我记得他是在2009离世,当时我坐火车去桂林,所以是在火车上得知此消息,火车上不断的来回广播此新闻,望着火车窗外的场景,看着火车上,来来回回的人们,甚至看到很多人们还是大声的欢笑,吃着方便面。我那时候思绪万千,感觉一代大师,也终究离去,而他的离去,对于普通人,平常人,却很多人都不为所知。


晚年的季羡林与晚年的巴金一样,他们的存在与不存在,已经被符号化了,值得尊敬的是他们始终如一的清醒。与钱钟书一样,晚年的季羡林也意识到身份的淡泊已经是进入骨子里面的东西,他曾说:请从我头顶上把‘国学大师’的桂冠摘下来。


实质上,他真的是国学大师,我一直推荐我身边的人,一定要读一下他的作品。


因为“国学大师”绝非浪得虚名的,季羡林在1930年考入清华后专业主修是德文,期间师从陈寅恪、吴宓、朱自清、俞平伯等大师级教授修习中西文学比较、佛经翻译文学、文艺心理学、中国古典诗词等等科目。


说了不少,今天拓展阅读,正式推荐他的原文《海棠花》,借此与陈小觅作者的《紫荆花开满城香》形成一个呼应,形成一个碰撞!让周末花开浪漫,满屋生香!《爱思60度》致力有品质的阅读,致力对话原创,对话大家风范的作品。


《海棠花》


季羡林


早晨到研究所去的路上,抬头看到人家的园子里正开着海棠花,缤纷烂漫地开成一团。这使我想到自己故乡院子里的那两棵海棠花,现在想也正是开花的时候了。
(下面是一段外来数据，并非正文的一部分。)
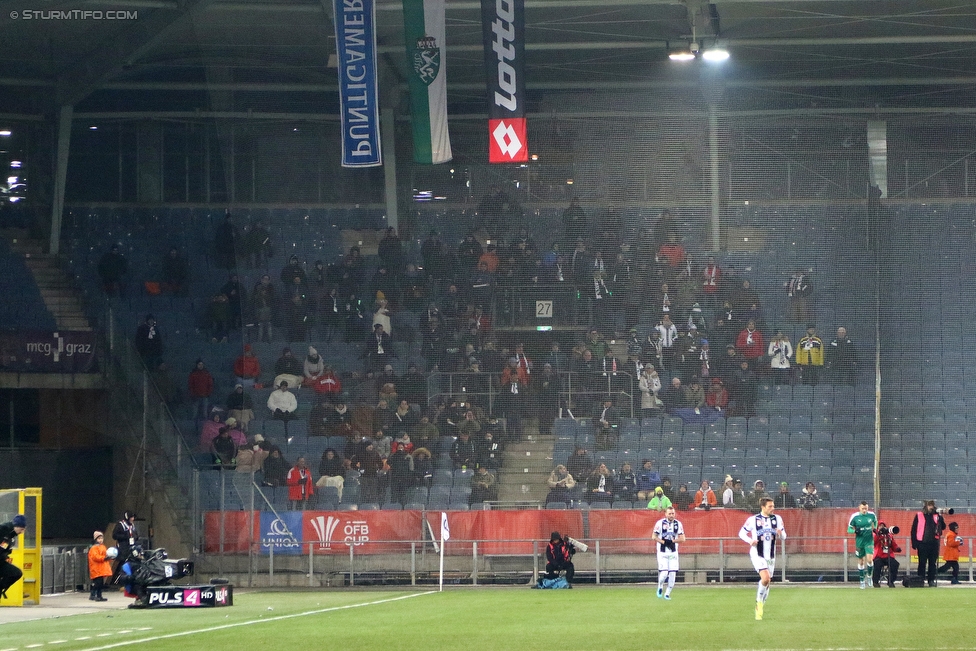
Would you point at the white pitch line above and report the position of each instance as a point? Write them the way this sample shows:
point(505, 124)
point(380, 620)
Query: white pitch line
point(256, 621)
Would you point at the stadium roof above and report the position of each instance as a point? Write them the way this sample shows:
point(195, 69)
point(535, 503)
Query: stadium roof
point(273, 55)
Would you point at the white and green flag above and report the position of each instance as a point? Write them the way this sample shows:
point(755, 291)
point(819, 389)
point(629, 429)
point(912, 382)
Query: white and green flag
point(423, 27)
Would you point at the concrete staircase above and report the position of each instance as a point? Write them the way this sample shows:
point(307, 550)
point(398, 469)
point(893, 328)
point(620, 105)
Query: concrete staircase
point(526, 467)
point(59, 293)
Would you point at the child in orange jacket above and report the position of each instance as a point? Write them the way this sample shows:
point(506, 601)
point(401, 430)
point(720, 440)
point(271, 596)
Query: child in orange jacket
point(951, 554)
point(99, 566)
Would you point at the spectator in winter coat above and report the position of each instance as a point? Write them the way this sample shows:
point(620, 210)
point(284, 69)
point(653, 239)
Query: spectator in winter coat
point(810, 499)
point(647, 480)
point(750, 343)
point(263, 303)
point(282, 403)
point(240, 406)
point(780, 352)
point(149, 342)
point(717, 397)
point(841, 358)
point(483, 486)
point(247, 368)
point(289, 369)
point(625, 483)
point(784, 499)
point(300, 486)
point(313, 367)
point(275, 468)
point(175, 273)
point(211, 428)
point(200, 388)
point(112, 269)
point(224, 449)
point(704, 497)
point(561, 483)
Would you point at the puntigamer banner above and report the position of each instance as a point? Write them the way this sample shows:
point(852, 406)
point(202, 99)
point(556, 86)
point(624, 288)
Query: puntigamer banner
point(503, 26)
point(358, 94)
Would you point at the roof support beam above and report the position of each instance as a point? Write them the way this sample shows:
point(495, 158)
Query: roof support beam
point(133, 40)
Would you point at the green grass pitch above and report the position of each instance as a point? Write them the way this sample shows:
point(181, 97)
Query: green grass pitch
point(598, 618)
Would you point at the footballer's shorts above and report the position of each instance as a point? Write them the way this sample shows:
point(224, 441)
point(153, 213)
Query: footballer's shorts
point(667, 561)
point(862, 549)
point(761, 563)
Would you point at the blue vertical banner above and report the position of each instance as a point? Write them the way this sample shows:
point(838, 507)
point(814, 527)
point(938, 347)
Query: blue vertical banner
point(355, 22)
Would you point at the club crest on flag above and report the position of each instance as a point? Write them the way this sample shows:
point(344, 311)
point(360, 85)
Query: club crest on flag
point(427, 60)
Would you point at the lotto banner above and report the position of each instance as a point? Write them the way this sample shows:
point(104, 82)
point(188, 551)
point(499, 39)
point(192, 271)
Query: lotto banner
point(423, 28)
point(503, 29)
point(48, 352)
point(358, 92)
point(333, 532)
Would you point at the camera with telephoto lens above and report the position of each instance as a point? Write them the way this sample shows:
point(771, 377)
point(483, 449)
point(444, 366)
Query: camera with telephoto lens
point(576, 546)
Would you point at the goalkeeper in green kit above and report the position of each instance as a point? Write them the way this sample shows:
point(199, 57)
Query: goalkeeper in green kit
point(862, 524)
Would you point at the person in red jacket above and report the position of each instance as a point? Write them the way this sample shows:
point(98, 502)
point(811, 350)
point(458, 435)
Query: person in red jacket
point(300, 486)
point(951, 554)
point(99, 567)
point(247, 368)
point(750, 343)
point(200, 386)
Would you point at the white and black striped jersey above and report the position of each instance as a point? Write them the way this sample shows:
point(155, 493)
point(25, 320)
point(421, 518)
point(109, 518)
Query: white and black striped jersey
point(668, 531)
point(763, 529)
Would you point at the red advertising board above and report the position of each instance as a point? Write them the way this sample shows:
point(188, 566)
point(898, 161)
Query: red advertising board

我虽然喜欢海棠花,但却似乎与海棠花无缘。自家院子里虽然就有两棵,枝干都非常粗大,最高的枝子竟高过房顶,秋后叶子落光了的时候,看到尖尖的顶枝直刺着蔚蓝悠远的天空,自己的幻想也仿佛跟着爬上去,常默默地看上半天;但是要到记忆里去搜寻开花时的情景,却只能搜到很少几个断片。搬过家来以前,曾在春天到原来住在这里的亲戚家里去讨过几次折枝,当时看了那开得团团滚滚的花朵,很羡慕过一番。但这已经是很久很久以前的事情,现在回忆起来都有点儿渺茫了。
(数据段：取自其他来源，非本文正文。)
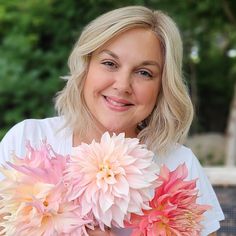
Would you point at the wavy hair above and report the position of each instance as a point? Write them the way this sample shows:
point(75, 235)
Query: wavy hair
point(171, 118)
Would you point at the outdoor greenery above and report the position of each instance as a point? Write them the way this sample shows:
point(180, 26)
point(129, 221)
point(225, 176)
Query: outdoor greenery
point(36, 37)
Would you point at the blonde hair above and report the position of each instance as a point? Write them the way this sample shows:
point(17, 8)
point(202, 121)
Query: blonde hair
point(172, 116)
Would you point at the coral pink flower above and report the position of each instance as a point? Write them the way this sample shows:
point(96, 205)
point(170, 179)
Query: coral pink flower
point(32, 198)
point(112, 178)
point(174, 209)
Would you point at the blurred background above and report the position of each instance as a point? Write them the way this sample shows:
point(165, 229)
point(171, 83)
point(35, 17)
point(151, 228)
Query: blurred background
point(36, 37)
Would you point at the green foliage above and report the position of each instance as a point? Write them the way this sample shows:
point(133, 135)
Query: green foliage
point(36, 37)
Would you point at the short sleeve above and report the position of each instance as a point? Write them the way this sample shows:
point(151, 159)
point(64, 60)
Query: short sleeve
point(11, 142)
point(206, 196)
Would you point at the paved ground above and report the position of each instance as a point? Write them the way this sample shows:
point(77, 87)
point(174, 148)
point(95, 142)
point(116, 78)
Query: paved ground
point(227, 198)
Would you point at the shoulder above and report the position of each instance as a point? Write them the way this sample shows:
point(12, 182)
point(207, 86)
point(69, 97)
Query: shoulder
point(33, 130)
point(177, 156)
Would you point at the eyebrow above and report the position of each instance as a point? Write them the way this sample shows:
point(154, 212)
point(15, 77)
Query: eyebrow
point(144, 63)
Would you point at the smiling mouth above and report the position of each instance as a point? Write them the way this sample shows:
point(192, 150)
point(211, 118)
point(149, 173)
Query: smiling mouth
point(117, 102)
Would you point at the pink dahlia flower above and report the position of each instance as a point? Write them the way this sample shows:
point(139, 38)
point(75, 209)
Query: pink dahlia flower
point(174, 209)
point(112, 178)
point(32, 197)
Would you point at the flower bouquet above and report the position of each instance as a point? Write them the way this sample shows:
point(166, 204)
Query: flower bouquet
point(113, 183)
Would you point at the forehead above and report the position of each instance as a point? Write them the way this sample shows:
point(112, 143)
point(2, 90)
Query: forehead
point(141, 41)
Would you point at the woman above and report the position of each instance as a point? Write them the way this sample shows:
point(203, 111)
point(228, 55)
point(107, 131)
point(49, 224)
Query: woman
point(125, 76)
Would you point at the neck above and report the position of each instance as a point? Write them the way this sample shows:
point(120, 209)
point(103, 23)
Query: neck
point(96, 134)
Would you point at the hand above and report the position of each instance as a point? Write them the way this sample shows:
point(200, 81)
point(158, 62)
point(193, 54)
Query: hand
point(99, 232)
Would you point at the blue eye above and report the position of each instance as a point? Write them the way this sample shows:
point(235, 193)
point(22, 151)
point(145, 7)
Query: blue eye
point(145, 73)
point(109, 64)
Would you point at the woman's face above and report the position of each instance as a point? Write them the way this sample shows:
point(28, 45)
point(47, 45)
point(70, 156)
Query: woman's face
point(123, 81)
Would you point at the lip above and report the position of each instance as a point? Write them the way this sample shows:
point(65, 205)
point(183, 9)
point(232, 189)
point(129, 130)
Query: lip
point(117, 104)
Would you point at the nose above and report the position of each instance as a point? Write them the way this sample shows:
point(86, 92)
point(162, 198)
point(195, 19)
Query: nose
point(123, 82)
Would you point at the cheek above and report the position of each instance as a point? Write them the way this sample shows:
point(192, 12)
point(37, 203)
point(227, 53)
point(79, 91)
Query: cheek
point(147, 95)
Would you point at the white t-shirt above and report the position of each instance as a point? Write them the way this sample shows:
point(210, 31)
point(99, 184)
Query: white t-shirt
point(61, 141)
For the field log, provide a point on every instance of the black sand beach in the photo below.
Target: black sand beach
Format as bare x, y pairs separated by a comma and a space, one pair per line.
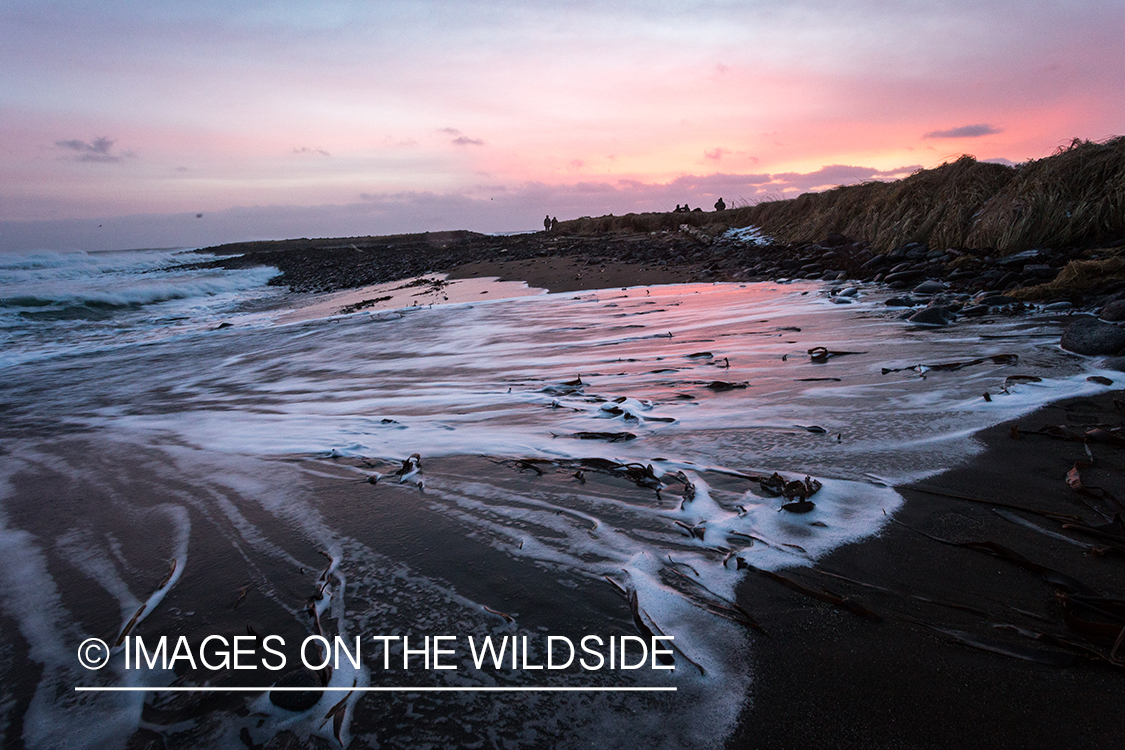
827, 678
家搬过来以后,自己似乎只在家里待过一个春天。当时开花时的情景,现在已想不真切。记得有一个晚上同几个同伴在家南边一个高崖上游玩,向北看,看到一片屋顶,其中纵横穿插着一条条的空隙,是街道。虽然也可以幻想出一片海浪,但究竟单调得很。可是在这一片单调的房顶中却蓦地看到一树繁花的尖顶,绚烂得像是西天的晚霞。当时我真有说不出的高兴,其中还夹杂着一点儿渴望,渴望自己能够走到这树下去看上一看。于是我就按着这一条条的空隙数起来,终于发现,那就是自己家里那两棵海棠树。我立刻跑下崖头,回到家里,站在海棠树下,一直站到淡红的花团渐渐消逝到黄昏里去,只朦胧留下一片淡白。
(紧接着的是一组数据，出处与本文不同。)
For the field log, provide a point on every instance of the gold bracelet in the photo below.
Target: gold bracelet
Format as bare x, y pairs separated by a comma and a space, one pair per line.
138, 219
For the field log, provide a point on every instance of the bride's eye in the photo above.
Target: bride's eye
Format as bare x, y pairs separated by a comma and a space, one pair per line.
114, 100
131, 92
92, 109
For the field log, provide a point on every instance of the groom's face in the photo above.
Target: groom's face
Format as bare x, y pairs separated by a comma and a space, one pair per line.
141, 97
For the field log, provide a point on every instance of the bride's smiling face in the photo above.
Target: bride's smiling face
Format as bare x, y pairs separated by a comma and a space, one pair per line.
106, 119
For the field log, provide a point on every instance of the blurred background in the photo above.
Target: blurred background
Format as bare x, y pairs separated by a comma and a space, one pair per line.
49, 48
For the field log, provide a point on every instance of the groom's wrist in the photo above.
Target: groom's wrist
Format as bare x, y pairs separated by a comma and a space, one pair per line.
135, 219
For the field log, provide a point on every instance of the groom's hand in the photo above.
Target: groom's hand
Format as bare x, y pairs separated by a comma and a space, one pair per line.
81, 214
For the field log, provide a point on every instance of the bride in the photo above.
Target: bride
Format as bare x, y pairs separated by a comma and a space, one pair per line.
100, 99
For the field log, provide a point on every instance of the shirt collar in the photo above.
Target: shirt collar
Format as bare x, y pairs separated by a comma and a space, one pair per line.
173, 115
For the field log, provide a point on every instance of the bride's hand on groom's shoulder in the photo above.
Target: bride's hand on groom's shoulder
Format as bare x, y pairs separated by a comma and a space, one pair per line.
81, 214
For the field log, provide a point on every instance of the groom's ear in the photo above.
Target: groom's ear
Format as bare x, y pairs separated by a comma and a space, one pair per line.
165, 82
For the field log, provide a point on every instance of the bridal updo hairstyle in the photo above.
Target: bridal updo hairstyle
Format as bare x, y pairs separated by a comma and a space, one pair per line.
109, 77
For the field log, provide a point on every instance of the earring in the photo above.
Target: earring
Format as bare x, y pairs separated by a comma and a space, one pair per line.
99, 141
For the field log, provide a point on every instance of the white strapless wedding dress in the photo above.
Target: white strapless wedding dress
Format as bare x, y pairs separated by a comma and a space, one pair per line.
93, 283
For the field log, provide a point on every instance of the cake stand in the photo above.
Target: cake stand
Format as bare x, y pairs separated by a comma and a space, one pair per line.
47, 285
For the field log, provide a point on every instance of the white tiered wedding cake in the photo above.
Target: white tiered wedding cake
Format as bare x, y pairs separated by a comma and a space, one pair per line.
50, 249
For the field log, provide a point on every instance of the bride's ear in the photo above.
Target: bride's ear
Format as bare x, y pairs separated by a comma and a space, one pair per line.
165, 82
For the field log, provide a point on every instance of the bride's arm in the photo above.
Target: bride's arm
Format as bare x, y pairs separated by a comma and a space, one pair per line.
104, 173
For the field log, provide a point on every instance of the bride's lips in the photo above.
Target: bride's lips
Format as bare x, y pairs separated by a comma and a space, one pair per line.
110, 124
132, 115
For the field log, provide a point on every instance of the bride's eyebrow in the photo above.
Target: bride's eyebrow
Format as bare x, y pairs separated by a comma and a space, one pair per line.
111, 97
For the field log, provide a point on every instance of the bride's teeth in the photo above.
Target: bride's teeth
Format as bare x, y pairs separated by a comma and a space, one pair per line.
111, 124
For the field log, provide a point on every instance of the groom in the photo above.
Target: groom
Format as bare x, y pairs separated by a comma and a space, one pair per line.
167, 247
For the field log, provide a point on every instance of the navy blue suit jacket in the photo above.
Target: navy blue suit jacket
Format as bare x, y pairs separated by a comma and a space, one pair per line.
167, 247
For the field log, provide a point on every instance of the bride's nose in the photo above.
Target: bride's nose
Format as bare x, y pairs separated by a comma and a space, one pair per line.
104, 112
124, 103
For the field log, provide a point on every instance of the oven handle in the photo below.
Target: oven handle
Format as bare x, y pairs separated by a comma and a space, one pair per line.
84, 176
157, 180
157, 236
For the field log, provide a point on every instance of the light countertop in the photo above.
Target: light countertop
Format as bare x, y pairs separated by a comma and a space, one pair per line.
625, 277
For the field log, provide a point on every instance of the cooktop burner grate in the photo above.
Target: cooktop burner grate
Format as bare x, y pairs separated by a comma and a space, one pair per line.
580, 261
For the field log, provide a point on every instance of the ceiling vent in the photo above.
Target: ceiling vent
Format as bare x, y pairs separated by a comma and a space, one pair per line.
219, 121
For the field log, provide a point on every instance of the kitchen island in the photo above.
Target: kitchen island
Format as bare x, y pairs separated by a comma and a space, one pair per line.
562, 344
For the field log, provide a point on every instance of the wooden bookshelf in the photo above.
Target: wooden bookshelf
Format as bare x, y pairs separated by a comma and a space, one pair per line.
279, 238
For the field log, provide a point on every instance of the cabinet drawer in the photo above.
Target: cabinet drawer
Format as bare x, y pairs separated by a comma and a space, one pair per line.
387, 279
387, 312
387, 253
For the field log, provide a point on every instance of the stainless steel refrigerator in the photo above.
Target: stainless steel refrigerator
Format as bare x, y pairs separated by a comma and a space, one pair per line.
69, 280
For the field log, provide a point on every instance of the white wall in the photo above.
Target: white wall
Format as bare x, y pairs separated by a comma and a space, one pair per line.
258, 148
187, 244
但是这样的情景只有过一次,其余的春天我都是在北京度过的。北京是古老的都城,尽有许多机会可以作赏花的韵事,但是自己却很少有这福气。我只到中山公园去看过芍药,到颐和园去看过一次木兰。此外,就是同一个老朋友在大毒日头下面跑过许多条窄窄的灰土街道到崇效寺去看过一次牡丹;又因为去得太晚了,只看到满地残英。至于海棠,不但是很少看到,连因海棠而出名的寺院似乎也没有听说过。北京的春天是非常短的,短到几乎没有。最初还是残冬,可是接连吹上几天大风,再一看树木都长出了嫩绿的叶子,天气陡然暖了起来,已经是夏天了。


夏天一来,我就又回到故乡去。院子里的两棵海棠已经密密层层地盖满了大叶子,很难令人回忆起这上面曾经开过团团滚滚的花。长昼无聊,我躺在铺在屋里面地上的席子上睡觉,醒来往往觉得一枕清凉,非常舒服。抬头看到窗纸上历历乱乱地布满了叶影。我间或也坐在窗前看点儿书,满窗浓绿,不时有一只绿色的虫子在上面慢慢地爬过去,令我幻想深山大泽中的行人。蜗牛爬过的痕迹就像是山间林中的蜿蜒的小路。就这样,自己可以看上半天。晚上吃过饭后,就搬了椅子坐在海棠树下乘凉,从叶子的空隙处看到灰色的天空,上面嵌着一颗一颗的星。结在海棠树下檐边中间的蜘蛛网,借了星星的微光,把影子投在天幕上。一切都是这样静。这时候,自己往往什么都不想,只让睡意轻轻地压上眉头。等到果真睡去半夜里再醒来的时候,往往听到海棠叶子窸窸窣窣地直响,知道外面下雨了。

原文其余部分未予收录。